[EMBOSS] Coderet

Tue Jan 27 01:17:37 UTC 2004

Thanks for the replies, I have tried a number of the -osformat options
before I posted my original request. What I was hoping to find out was how
to replicate the NCBI output. The current -osformat ncbi option seems to
replicate NCBI's cds output in fasta format only and does not replicate the
descriptor line very well.
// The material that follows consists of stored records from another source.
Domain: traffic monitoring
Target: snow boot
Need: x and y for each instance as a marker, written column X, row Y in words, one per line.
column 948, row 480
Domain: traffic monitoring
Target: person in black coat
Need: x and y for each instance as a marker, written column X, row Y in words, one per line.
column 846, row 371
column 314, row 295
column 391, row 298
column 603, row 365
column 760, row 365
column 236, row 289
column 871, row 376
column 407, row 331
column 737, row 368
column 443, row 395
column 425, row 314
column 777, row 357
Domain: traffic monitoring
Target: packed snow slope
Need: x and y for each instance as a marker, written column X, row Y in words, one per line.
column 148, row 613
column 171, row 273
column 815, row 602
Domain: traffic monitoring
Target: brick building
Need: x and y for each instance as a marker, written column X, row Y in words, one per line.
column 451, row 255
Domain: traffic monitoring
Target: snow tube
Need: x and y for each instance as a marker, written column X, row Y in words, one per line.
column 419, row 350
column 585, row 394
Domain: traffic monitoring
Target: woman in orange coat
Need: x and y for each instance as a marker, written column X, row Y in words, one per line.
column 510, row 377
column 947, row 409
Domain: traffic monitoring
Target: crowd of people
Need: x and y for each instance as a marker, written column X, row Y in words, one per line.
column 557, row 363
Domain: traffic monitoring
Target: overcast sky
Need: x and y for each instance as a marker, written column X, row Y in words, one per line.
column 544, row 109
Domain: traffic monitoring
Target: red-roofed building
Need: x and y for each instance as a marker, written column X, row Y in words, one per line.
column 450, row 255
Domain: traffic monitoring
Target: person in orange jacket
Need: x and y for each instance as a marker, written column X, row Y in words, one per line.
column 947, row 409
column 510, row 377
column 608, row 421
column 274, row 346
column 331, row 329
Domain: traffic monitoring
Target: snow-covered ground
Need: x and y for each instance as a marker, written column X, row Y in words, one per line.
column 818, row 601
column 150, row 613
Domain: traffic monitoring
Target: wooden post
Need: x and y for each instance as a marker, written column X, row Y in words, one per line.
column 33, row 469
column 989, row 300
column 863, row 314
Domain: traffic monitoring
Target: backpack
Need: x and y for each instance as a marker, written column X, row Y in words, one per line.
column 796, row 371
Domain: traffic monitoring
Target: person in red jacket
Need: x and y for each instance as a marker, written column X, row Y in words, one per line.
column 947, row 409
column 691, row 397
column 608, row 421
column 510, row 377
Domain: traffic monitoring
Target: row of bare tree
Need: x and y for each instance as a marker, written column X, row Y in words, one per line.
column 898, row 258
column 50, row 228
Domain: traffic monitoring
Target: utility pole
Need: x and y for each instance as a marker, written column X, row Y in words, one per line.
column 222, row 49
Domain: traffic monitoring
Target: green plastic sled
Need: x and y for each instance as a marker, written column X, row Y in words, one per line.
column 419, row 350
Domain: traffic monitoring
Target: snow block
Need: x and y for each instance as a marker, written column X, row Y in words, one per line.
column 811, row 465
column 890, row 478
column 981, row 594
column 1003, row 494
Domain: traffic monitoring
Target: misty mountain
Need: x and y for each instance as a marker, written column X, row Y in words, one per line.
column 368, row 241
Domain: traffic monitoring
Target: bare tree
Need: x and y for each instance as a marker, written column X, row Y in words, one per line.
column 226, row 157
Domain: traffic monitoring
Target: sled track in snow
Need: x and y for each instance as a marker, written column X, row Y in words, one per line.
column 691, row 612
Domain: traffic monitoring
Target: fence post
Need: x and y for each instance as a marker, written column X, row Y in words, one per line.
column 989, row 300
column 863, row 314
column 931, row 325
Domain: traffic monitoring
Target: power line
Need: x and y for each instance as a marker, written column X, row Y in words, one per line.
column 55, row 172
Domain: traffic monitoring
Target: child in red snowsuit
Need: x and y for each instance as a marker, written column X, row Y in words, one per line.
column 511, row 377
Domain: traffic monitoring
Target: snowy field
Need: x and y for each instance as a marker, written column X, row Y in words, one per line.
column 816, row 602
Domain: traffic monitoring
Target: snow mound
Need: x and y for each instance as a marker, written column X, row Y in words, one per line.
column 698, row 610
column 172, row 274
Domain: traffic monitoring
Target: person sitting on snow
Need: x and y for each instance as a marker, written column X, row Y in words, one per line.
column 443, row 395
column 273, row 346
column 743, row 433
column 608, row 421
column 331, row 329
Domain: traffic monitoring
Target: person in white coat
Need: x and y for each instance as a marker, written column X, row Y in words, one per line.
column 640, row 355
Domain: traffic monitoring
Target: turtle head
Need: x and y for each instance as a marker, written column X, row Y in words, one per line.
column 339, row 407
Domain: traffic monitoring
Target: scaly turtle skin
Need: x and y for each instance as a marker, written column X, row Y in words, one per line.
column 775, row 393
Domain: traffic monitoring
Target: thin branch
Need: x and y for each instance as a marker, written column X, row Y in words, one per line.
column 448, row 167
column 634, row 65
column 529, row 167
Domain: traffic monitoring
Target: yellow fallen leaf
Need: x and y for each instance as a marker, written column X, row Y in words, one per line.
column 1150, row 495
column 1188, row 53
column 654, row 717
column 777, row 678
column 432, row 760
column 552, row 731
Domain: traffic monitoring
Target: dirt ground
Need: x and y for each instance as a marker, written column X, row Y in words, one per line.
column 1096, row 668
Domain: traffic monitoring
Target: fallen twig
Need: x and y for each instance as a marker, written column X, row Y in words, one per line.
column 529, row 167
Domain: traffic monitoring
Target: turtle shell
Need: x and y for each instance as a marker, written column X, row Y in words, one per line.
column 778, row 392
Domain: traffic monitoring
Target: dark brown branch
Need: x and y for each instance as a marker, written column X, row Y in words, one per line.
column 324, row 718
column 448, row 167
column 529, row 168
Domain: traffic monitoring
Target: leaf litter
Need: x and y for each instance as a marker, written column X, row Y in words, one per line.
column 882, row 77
I was thinking that as the file usually comes
from an NCBI flat file that it would be good if the output resembled the
NCBI output that is provided on the web (cds links and eutils) to allow
sequences from both the net and coderet to be combined in the same fasta
file. I have not done any programming in c++ so I was hoping that someone
might be able how to suggest how I can get the output from coderet to
resemble that of NCBI's

I think it could be done by parsing the sections in BOLD from the first few lines of the feature table.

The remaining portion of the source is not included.